I need to write a program that performs a parallel search in a large space of possible states, with the discovery of new areas (and their search) in the process, as well as the study of some areas that end in the early stages with intermediate results obtained elsewhere to exclude the possibility of detection in them new useful results. The search is performed using multiple threads working in close collaboration with each other to avoid recalculating intermediate data.
The complex internal state (including the call stacks of several threads and the state synchronization primitives they use) must be maintained and updated throughout the process, and there is no obvious way to break the calculation into isolated pieces that can be executed sequentially, each of which saves and skips a small intermediate result to the next. In addition, there is no way to break the calculation into independent parallel flows without linking to each other, without imposing excessive costs due to the recalculation of a large amount of intermediate data.
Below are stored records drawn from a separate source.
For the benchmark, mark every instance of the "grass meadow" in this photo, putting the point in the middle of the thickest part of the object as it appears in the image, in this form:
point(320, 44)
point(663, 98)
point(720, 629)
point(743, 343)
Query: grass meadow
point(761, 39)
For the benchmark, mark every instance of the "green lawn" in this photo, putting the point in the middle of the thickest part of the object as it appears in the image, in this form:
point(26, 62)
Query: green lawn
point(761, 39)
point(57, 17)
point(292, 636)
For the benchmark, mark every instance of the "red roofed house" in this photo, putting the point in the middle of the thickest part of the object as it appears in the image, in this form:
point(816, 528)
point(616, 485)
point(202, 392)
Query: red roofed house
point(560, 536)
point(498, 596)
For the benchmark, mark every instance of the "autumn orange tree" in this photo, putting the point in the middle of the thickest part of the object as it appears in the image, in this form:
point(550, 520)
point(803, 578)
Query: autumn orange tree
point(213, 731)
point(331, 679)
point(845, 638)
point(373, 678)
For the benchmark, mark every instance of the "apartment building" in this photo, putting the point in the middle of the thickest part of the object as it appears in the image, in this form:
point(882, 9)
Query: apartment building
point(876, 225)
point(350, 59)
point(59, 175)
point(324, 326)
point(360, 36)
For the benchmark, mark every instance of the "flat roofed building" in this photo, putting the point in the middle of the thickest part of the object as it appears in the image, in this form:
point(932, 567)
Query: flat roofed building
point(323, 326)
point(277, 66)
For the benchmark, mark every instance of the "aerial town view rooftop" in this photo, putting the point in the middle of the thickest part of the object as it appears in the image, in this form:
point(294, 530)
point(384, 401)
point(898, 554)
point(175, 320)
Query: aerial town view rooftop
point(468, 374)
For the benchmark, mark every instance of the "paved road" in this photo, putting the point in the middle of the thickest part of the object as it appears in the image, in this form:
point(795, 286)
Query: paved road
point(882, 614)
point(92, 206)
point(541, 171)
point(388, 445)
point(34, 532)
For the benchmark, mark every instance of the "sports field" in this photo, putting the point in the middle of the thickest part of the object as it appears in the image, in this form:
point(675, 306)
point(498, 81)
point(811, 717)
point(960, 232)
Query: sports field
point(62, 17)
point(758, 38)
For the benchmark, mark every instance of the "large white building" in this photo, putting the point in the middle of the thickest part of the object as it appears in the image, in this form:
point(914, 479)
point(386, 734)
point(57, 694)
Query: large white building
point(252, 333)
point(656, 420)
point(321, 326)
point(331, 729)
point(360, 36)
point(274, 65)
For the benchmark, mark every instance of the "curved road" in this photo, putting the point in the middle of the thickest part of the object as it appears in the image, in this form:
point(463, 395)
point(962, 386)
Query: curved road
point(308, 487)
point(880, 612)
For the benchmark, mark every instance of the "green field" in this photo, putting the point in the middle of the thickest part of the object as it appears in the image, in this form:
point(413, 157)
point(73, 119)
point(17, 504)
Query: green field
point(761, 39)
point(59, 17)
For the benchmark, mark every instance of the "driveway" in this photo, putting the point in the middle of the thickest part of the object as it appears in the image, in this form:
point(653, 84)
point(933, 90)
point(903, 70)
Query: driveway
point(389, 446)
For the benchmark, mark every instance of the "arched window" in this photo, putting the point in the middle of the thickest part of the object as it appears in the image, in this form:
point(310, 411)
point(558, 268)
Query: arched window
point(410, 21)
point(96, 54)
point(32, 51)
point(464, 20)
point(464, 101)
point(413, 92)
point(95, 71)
Due to the large search domain, the program may work for several months until the final result. Therefore, during the execution of the program, there is a significant risk of a power outage, hardware or OS failure, which can lead to a complete loss of all the work that has been done so far. In this case, the program will need to restart all its calculations from scratch.
I need a solution that can prevent total data loss in such cases. I was thinking of a runtime engine / platform that constantly saves the current state of a process in a repository with fault-tolerant storage, such as a redundant disk array or database. But I understand that this approach can significantly slow down the process, even to the extent that there will be no benefit compared to the expected calculation time, including restarting due to possible failures.
In fact, I do not need an ideal solution that constantly saves the state of the program, and I can easily endure the loss of hours or even days of work. A possible heavyweight decision that comes to my mind is to run the program inside the virtual machine, saving its snapshots from time to time and restoring the machine after a possible host failure from a recent snapshot. This approach can also help restore program state after an accidental or preventable failure of the guest OS.
Is there a similar, but easier solution, limited to maintaining the state of one process? Or can you suggest any other approaches that can solve my problem?